Prof. Dr. Bernhard Schwarz †
3.2.1 Unternehmen
Rz. 5
Ein Unternehmen i. S. d. § 75 AO ist eine organisatorische Zusammenfassung von Mitteln oder dauernden Maßnahmen, die der selbstständigen Ausübung einer gewerblichen oder beruflichen Tätigkeit dienen. Als Unternehmen kann also nicht ohne Weiteres jedes Unternehmen i. S. d. § 2 Abs. 1 UStG genommen werden. Das verwendete Tatbestandsmerkmal "Unternehmen" ist nämlich nach Sinn und Zweck der Haftungsvorschrift auszulegen. Nach dem Grundgedanken der Vorschrift (vgl. Rz. 1) erfordert sie jedoch eine organisierte Grundlage für die Haftungsfolge. Wer ohne diese durch nachhaltige Umsätze zum umsatzsteuerlichen Unternehmer wird, hat noch kein Unternehmen i. S. d. § 75 AO. Das Unternehmen umfasst die gesamte wirtschaftliche Betätigung des Unternehmers, es kann dabei mehrere selbstständige oder unselbstständige Betriebe verschiedener Art enthalten.
Rz. 6
Die Art der wirtschaftlichen Betätigung ist hierbei grundsätzlich unerheblich. So kann z. B. ein Unternehmen in der Tour eines Transportsubunternehmers bestehen, die mit dem Transportfahrzeug auf den neuen Transportsubunternehmer übergeht. Als Unternehmen i.
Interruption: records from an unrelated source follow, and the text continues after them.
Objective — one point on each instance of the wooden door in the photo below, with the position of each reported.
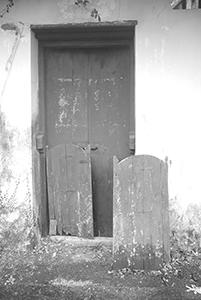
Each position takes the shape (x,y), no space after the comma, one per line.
(141,215)
(88,102)
(109,125)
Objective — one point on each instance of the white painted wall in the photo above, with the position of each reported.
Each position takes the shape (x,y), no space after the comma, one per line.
(168,72)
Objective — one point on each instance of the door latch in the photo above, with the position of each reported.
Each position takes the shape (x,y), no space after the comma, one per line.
(132,141)
(40,142)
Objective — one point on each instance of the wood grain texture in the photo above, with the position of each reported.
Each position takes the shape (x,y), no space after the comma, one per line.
(69,189)
(141,216)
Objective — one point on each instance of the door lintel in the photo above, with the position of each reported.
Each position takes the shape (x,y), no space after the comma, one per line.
(123,30)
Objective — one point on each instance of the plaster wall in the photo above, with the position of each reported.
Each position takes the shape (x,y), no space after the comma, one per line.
(168,90)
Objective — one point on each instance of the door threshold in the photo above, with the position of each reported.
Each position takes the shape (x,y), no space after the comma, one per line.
(74,240)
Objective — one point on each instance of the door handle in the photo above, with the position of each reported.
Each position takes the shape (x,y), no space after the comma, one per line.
(40,142)
(94,148)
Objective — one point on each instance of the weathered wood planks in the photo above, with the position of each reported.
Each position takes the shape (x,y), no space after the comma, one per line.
(69,190)
(140,213)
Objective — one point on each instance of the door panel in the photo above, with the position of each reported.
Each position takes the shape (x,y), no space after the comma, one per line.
(88,102)
(66,98)
(109,123)
(69,190)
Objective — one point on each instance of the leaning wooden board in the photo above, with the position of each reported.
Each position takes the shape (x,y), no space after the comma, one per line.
(69,190)
(140,213)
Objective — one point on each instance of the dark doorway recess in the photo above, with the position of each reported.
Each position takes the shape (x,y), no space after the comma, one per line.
(86,95)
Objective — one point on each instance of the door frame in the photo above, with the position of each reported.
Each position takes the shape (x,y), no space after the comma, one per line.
(85,35)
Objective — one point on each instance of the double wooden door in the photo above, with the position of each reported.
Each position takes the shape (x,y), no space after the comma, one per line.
(87,102)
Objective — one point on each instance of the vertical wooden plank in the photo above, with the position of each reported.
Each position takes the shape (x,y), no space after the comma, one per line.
(71,189)
(66,96)
(85,222)
(109,126)
(50,186)
(141,238)
(57,154)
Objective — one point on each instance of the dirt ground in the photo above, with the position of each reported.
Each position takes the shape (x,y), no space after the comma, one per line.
(78,269)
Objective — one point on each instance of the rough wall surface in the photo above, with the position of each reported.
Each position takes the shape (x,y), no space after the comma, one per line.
(168,91)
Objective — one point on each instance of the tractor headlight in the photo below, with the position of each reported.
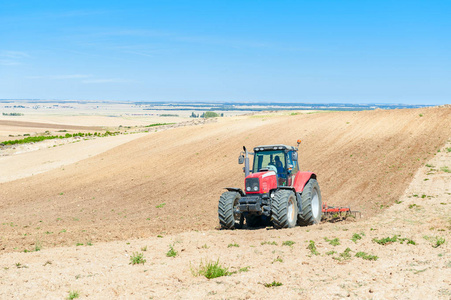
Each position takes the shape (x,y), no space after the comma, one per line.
(252,184)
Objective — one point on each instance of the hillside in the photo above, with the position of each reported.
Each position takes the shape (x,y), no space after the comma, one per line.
(168,182)
(401,253)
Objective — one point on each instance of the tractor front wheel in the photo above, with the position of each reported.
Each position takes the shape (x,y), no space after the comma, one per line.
(284,209)
(311,203)
(228,203)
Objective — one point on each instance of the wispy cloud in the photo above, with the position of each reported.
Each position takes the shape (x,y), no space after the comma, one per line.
(60,77)
(12,58)
(9,62)
(106,80)
(14,54)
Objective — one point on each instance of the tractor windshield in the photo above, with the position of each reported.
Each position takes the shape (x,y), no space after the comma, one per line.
(273,160)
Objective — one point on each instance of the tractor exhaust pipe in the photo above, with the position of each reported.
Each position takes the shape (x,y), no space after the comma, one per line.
(246,162)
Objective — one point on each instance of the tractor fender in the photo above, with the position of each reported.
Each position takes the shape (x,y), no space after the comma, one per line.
(238,190)
(301,180)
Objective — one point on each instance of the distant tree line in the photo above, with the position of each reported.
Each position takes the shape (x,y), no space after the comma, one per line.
(12,114)
(206,115)
(33,139)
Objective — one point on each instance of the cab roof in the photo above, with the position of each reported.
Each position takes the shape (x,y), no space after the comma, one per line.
(274,147)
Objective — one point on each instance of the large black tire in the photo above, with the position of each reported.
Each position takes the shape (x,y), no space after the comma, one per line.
(254,221)
(311,204)
(226,208)
(284,209)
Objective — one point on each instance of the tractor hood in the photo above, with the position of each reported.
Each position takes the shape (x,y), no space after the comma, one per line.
(260,182)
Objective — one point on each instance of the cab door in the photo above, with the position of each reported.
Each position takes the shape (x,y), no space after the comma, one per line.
(292,166)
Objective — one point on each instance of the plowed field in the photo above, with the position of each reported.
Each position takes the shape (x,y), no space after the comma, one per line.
(169,182)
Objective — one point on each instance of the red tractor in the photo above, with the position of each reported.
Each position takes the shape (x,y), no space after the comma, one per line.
(276,192)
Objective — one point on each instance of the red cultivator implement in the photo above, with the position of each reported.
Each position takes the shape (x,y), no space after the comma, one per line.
(335,213)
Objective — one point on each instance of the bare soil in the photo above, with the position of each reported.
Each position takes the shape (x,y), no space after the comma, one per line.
(168,183)
(257,258)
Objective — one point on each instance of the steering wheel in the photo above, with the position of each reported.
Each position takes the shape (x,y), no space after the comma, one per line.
(272,168)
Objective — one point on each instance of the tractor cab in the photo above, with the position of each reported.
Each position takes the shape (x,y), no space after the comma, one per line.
(280,159)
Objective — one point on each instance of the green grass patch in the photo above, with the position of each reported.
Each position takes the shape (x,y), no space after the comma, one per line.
(137,258)
(345,255)
(312,247)
(212,269)
(438,242)
(273,284)
(356,237)
(394,239)
(269,243)
(288,243)
(171,252)
(334,242)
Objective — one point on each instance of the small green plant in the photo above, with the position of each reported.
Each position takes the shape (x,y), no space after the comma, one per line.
(288,243)
(395,238)
(73,295)
(137,258)
(334,242)
(20,266)
(244,269)
(366,256)
(272,284)
(387,240)
(37,246)
(171,252)
(278,259)
(212,269)
(356,237)
(312,248)
(345,255)
(269,243)
(438,242)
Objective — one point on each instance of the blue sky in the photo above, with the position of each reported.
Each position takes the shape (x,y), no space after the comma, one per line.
(257,51)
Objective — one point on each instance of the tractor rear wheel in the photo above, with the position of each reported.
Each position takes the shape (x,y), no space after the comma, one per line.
(311,204)
(228,218)
(284,209)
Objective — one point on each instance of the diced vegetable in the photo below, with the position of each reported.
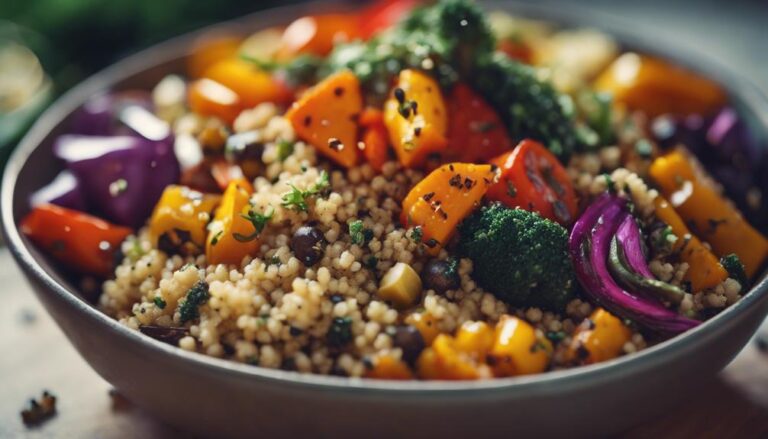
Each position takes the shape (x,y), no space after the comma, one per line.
(325,117)
(222,245)
(82,242)
(122,177)
(710,216)
(401,285)
(317,34)
(533,179)
(416,117)
(180,219)
(705,270)
(600,337)
(385,367)
(655,87)
(440,201)
(589,247)
(63,191)
(210,98)
(476,134)
(252,85)
(517,349)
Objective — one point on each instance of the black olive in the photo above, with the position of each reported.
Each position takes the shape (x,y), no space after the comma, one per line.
(307,245)
(441,276)
(410,341)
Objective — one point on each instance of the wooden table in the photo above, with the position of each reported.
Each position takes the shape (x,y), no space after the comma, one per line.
(35,355)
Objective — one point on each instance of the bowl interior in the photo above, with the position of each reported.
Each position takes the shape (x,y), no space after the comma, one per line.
(33,165)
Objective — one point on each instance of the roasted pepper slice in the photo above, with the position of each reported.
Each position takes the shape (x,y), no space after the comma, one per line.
(517,349)
(326,115)
(223,245)
(710,216)
(416,117)
(656,87)
(82,242)
(705,269)
(533,179)
(440,201)
(179,219)
(600,337)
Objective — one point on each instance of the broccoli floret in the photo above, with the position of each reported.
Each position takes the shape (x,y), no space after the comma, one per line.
(519,256)
(735,269)
(530,107)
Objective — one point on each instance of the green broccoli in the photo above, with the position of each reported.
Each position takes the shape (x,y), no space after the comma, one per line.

S. d. § 75 AO können auch landwirtschaftliche Betriebe oder freiberufliche Praxen sowie die Vermietung und Verpachtung verstanden werden. Maßgebend ist lediglich, dass sachliche oder organisatorische Mittel als wesentliche Grundlagen des Geschäfts anzusehen sind. Hieran kann es jedoch sowohl bei Freiberuflern (Ärzten, Anwälten, Steuerberatern) als auch bei Gewerbetreibenden (z. B. Schadenssachverständigen, ambulanten Gewerbetreibenden) fehlen, insbesondere wenn es bei Berufsanfängern an einer festen Praxiseinrichtung und einem ständigen Kundenstamm mangelt oder solche bereits aus der Art der Tätigkeit nicht erforderlich sind. Umgekehrt werden solche organisierten Mittel häufig auch bei Freiberuflern anzutreffen sein (z. B. umfangreiche Praxiseinrichtung eines Röntgenfacharztes). Kein übereignungsfähiges Unternehmen ist mehr gegeben, wenn die wesentlichen Betriebsgegenstände im (Sicherungs-)Eigentum Dritter stehen und eine Insolvenzeröffnung deswegen mangels Masse abgelehnt wird. Bei der Vermietung und Verpachtung fehlt es an der Unternehmerqualität i. S. d. § 75 AO, wenn sie rein vermögensverwaltend ist.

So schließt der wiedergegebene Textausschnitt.